"When the Canoe Glides Smoothly, It Is As Though Everyone Is Moving and Breathing Together" — A Puna Paddler and Filmmaker Is Headed to Jeju
One of 42 public high school students selected for the 2026 Hawaiʻi Sister-State Study Tours.
Student Snapshot
Name: Bodhi Parker
Preferred Name: Bodhi
School: Keaʻau High School
Grade: 10th
Home Community: Puna, Hawaiʻi Island (Big Island)
Delegation: Jeju Island
Travel Dates: March 14–25/26, 2026
Focus Interests / Extracurriculars: Puna Canoe Club — year-round paddler, stroker (Seat 1) for 6-man crew; OC1 individual outrigger competitor; surfing; fishing; school māla (organic garden) work since 2024; volunteered at Lahaina fire donation sorting; National History Day — won 1st place Junior Documentary at Hawaiʻi State level (2024) for documentary on the Tuskegee Airmen, advanced to nationals; videography and illustration; 3D printing (sold prints through Waiākea NexTech); 10-day Nalukai entrepreneurship program on Oʻahu; designed a cardboard biodegradable seed tray concept for microgreens; ʻŌlelo Hawaiʻi coursework (Hawaiian 1 & 2, Hawaiian Culture elective)
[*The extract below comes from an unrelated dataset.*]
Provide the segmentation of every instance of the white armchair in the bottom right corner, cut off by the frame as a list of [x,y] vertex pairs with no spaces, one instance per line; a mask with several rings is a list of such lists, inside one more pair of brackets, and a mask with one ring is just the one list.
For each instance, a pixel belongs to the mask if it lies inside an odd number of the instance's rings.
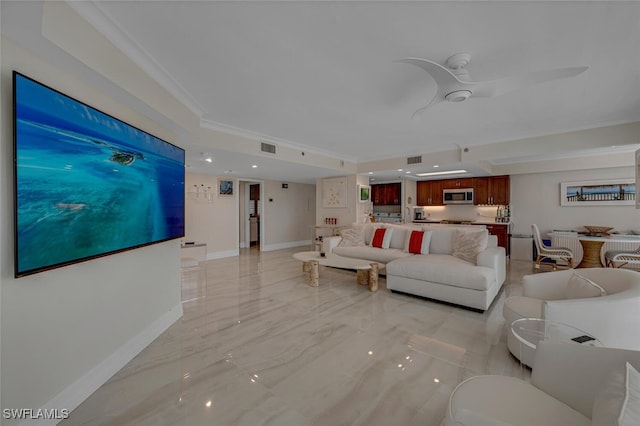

Career Aspirations: Entrepreneurship focused on food security, sustainability, and waste reduction — his biodegradable seed tray concept is a named, specific project he has already begun developing; he connects this directly to the trip
Cultural Background: White/Caucasian; born and raised in Puna; deep connection to Hawaiian land and ocean through canoe paddling, māla work, and ʻŌlelo Hawaiʻi study; his essay reflects genuine kuleana to the land that is rooted in practice, not just sentiment
Why They Were Selected
Bodhi is a tenth grader from Puna who already knows how to make a documentary, grow food, design a product, paddle a solo canoe through exhaustion without capsizing, and sort donations after a disaster. He has a specific invention idea. He has won a national competition. He has been to New Zealand and a named connection to a PAAC alumni brought him here. His essay is the most entrepreneurially specific in this cohort — he isn't going to Jeju to see the world, he's going to bring back strategies he can apply to a problem he has already named.
What They're Excited About
Time stopping when he found out; the surreal wave of accomplishment; his imagination racing through what the trip would be like; the foods, sights, and sounds of Jeju; meeting his travel companions; the transformative potential — not just for himself but for his family and community
When He Found Out He Was Accepted, Time Stopped. Then His Heart Dropped. He Was Going to Jeju — and That Meant Leaving Puna.
The moment Bodhi Parker found out he'd been accepted, he says time stopped. Then SO many thoughts and feelings rushed through him at once — the excitement, the accomplishment, and then something else: his heart dropped at the thought of traveling so far from the familiarity of his island home. Joy and homesickness arrived at exactly the same instant. That's a Puna kid — someone whose roots run deep enough that leaving is complicated, even when you're thrilled to go. This March, the Keaʻau High sophomore is headed to Jeju Island as a PAAC Sister-State Student Ambassador.
Bodhi was born and raised in Puna, surrounded by rain, lava fields, and the ocean. He paddles year-round with the Puna Canoe Club as the stroker — the one who sets the pace for the entire crew — and competes solo in OC1. He works in his school's organic māla garden. He won first place at the Hawaiʻi State History Day competition for a documentary on the Tuskegee Airmen and advanced to nationals. He's taken ʻŌlelo Hawaiʻi through high school, sold 3D-printed designs, attended the Nalukai entrepreneurship program on Oʻahu, and sorted donations after the Lahaina fire. He also has a specific invention: a biodegradable cardboard seed tray for growing microgreens at home — designed to turn Hawaiʻi's biggest waste stream into a tool for food sovereignty.
Bodhi was selected because his curiosity is applied, not abstract. He doesn't just think about food security — he designed a solution. He doesn't just talk about leadership — he's the one in Seat 1, setting the rhythm for five other paddlers, responsible for whether the whole crew stays in time. His essay describes the feeling of a canoe gliding when the crew is fully synchronized: "It is as though everyone is moving and breathing together." That understanding of collective effort, learned on the water in Puna, is exactly what he'll bring to Jeju.
"When the canoe glides smoothly, it is as though everyone is moving and breathing together." — Bodhi Parker, Keaʻau High School, Class of 2028
When Bodhi comes home to Puna from Jeju, he'll arrive with strategies for a problem he's been thinking about since before he applied. For a Big Island community that knows what it means to rebuild — and what it means to grow food from volcanic ground — that kind of applied curiosity matters.